Viele Tiere, die vor unserem geistigen Auge in der Wildnis leben, sind dort, schreibt Reichholf, längst nicht mehr zu finden, sondern haben sich in die Städte zurückgezogen. Auf dem Land gibt es keinen Platz mehr für sie. Der Grund dafür: Die Landwirte halten viel zu viele Rinder. Diese Tiere brauchen große Mengen an Futter, mehr, als hierzulande mit vertretbarem Aufwand erzeugt werden kann. Das agrarisch genutzte Land wird stark gedüngt. Doch so läßt sich immer noch nicht genug Nahrung für Rinder produzieren. Man muß Futter nach Deutschland importieren, beispielsweise Soja aus Brasilien. Daher können beispielsweise im Landkreis Vechta viel mehr Haustiere leben als in der etwa gleich großen Serengeti, im Großwildparadies Afrikas. Am Beispiel der Serengeti zeigt Reichholf, wie viele Tiere sich normalerweise auf einer solchen Fläche ernähren. Im Raum Vechta wird eine übergroße Zahl an Nutztieren nur dank der Futterimporte satt.
Damit es genügend Soja auf den Weltmärkten gibt, werden Tropenwälder abgeholzt - und nicht etwa deswegen, weil man die hungernde Bevölkerung in der Dritten Welt ernähren will. Der Sojaanbau nach der Waldbeseitigung ist lukrativer. Wo man den Dschungel gerodet hat, können auch Rinder grasen. Die künstliche Pampa der Tropen ist zwar längst nicht so fruchtbar wie die traditionelle in Argentinien. Aber nun weiden Rinder in den Tropen Brasiliens, wo sich ehemals Wald ausdehnte.
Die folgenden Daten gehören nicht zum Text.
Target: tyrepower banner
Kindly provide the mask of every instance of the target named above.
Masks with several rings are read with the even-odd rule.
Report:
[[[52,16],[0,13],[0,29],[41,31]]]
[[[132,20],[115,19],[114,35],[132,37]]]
Wegen des Überangebotes an Rindfleisch können traditionelle Rindfleischerzeuger in Uruguay und Argentinien ihre Produkte auf den Weltmärkten nicht zu annehmbaren Bedingungen absetzen. Die Wirtschaftskrise in den südamerikanischen Ländern geht, wie Reichholf ausführt, unter anderem auf diesen Mißstand zurück.
In Deutschlands Rinderställen werden nicht nur gewaltige Mengen an Biomasse produziert. Es fallen auch riesige Mengen an Gülle an. Wo übermäßig viel Gülle ausgebracht wird, kann der Boden sie nicht aufnehmen. Abwasser aus der Tierproduktion läuft in die Gewässer, in Seen, Flüsse, schließlich in die Meere. Alles wird gedüngt. Pflanzen und Tiere, die in nährstoffreichen Gewässern oder auf magerem Grasland vorkommen, verschwinden; andere Kräuter, die schneller wachsen und dem Boden mehr Stickstoffverbindungen entziehen, wuchern in die Höhe. Da können die menschlichen Abwässer noch so gut geklärt werden: Die Gewässer verkommen dennoch zu Kloaken.
Für den Transport von Rinderfutter, Dünger, Fleisch und Gülle ist sehr viel Energie notwendig; erzeugt wird sie unter Freisetzung von Kohlendioxyd. Aber nicht nur dieses Gas, das für den Treibhauseffekt verantwortlich gemacht wird, gelangt dank Rinderhaltung reichlich in die Atmosphäre, wie Reichholf darlegt. Auch gewaltige Mengen an Methan werden freigesetzt. Dieses Gas produzieren die Bakterien im Verdauungssystem der Rinder - und in demjenigen der Termiten, die sich auf tropischen Rinderweiden vehement ausbreiten. Methan gilt ebenso wie Kohlendioxyd als wichtiges Treibhausgas.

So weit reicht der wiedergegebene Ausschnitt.